In still another alternate embodiment of the invention, a method for implanting a mask in a cornea, the mask configured to increase the depth of focus of the human eye, comprises penetrating the top layer of the stroma with an injecting device, and injecting the mask into the top layer of the stroma with the injecting device. In this embodiment, the injecting device may be a ring of needles. In addition, the mask may be a pigment, or the mask may be composed of pieces of pigmented material suspended in a bio-compatible medium. The pigmented material may be made of a medical polymer, e.g., suture material.

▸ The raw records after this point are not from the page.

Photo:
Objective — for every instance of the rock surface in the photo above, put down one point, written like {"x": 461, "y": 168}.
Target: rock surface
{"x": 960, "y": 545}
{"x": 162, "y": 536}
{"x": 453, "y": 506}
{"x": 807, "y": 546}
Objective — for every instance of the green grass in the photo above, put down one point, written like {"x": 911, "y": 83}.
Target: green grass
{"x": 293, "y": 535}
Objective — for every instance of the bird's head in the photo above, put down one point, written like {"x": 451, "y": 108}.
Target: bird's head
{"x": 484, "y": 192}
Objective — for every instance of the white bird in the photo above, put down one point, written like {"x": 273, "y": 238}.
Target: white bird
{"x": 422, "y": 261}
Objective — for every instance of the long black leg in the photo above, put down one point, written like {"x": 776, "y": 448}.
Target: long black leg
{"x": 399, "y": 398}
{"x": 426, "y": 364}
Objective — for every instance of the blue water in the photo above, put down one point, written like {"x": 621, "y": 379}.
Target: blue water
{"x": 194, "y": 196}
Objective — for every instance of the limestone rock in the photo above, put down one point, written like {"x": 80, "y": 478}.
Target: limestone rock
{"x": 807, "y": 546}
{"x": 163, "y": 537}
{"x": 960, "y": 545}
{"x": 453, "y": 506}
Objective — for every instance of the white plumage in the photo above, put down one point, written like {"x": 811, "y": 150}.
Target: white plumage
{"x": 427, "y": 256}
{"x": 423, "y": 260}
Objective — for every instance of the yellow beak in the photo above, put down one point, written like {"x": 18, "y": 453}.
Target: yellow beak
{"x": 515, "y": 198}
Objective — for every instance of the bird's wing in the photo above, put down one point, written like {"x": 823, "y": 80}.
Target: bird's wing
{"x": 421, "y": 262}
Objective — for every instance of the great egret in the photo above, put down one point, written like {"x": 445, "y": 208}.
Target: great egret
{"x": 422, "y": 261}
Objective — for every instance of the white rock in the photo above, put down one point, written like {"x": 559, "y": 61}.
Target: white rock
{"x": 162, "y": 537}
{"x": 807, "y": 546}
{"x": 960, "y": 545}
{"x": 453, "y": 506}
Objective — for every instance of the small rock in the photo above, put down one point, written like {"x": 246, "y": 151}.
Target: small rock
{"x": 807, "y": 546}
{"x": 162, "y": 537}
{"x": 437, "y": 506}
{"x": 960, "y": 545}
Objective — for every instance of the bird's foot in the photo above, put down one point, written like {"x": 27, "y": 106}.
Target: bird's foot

In one other alternate embodiment of the invention, a method for implanting a mask in a cornea, the mask configured to increase the depth of focus of the human eye, comprises hinging open a corneal flap, the corneal flap comprising substantially the outermost 20% of the cornea, placing the mask on the cornea, and placing the hinged corneal flap over the mask.
In still one other alternate embodiment of the invention, a method for implanting a mask in a cornea, the mask configured to increase the depth of focus of the human eye, comprises creating a pocket in the stroma, the pocket being of sufficient size to accommodate the mask, and placing the mask in the created pocket.
In further embodiments of the inventions, the mask.may be a light interference optic, a light scattering optic, or a light reflective optic. In addition, the mask may block visual aberrations. In addition, after surgery, a contact lens may be placed over at least the affected portion of the cornea.